The US provides strategic security guarantees - a "nuclear umbrella" - for its allies in the region and "that is probably sufficient," he said while attending a session of the Seoul Defense Dialogue.
South Korea, which fought a war with the North in 1950s that ended in a ceasefire, gave up nuclear weapons in the 1970s and settled with the US-provided nuclear umbrella. The country has been nuclear-free since 1991, after the George H. W. Bush administration withdrew atomic bombs stationed here.
The call for nuclear rearmament has intensified after the North conducted what it claimed to be a missile-ready hydrogen bomb last Sunday. Although many question the credibility of Pyongyang's claim, it appears clear that the regime's nuclear program is advancing much faster than expected.

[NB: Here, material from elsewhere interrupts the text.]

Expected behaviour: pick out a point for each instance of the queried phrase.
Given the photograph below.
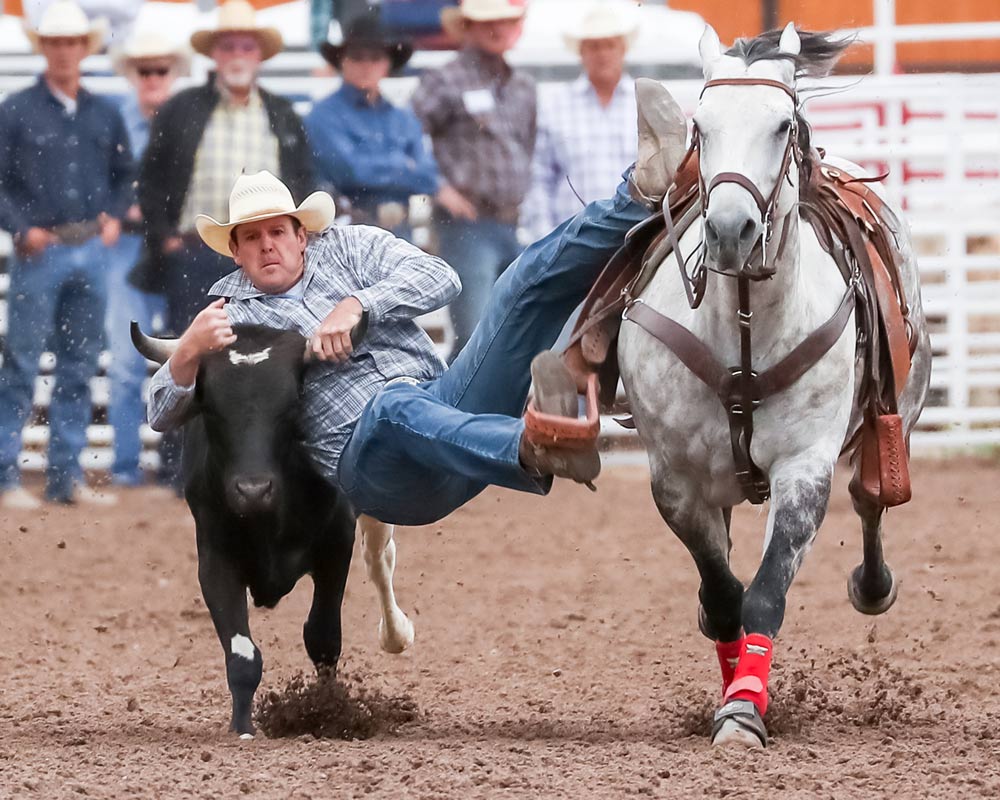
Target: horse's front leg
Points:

Still, security experts say the US will not allow a nuclear-armed South Korea, as an atomic arms race would only further complicate the security situation in north-east Asia.
The main opposition Liberty Korea Party is serious about the idea, having adopted a campaign for the reintroduction of US tactical nukes in the country. It plans to send a delegation to Washington to drum up support for the plan.
Recently, Seoul's Defence Minister Song Young Moo revealed that he had brought up the issue during his talk with his US counterpart Jim Mattis at the Pentagon last week. The ministry later explained that it was mentioned as one of several ways to respond to the North Korean nuclear threat, but was not a proposal to bring nukes back to South Korea.
The presidential office Cheong Wa Dae has also dismissed the possibility.
"The government respects the global non-proliferation regime and continues to align all its policy within that framework," it said.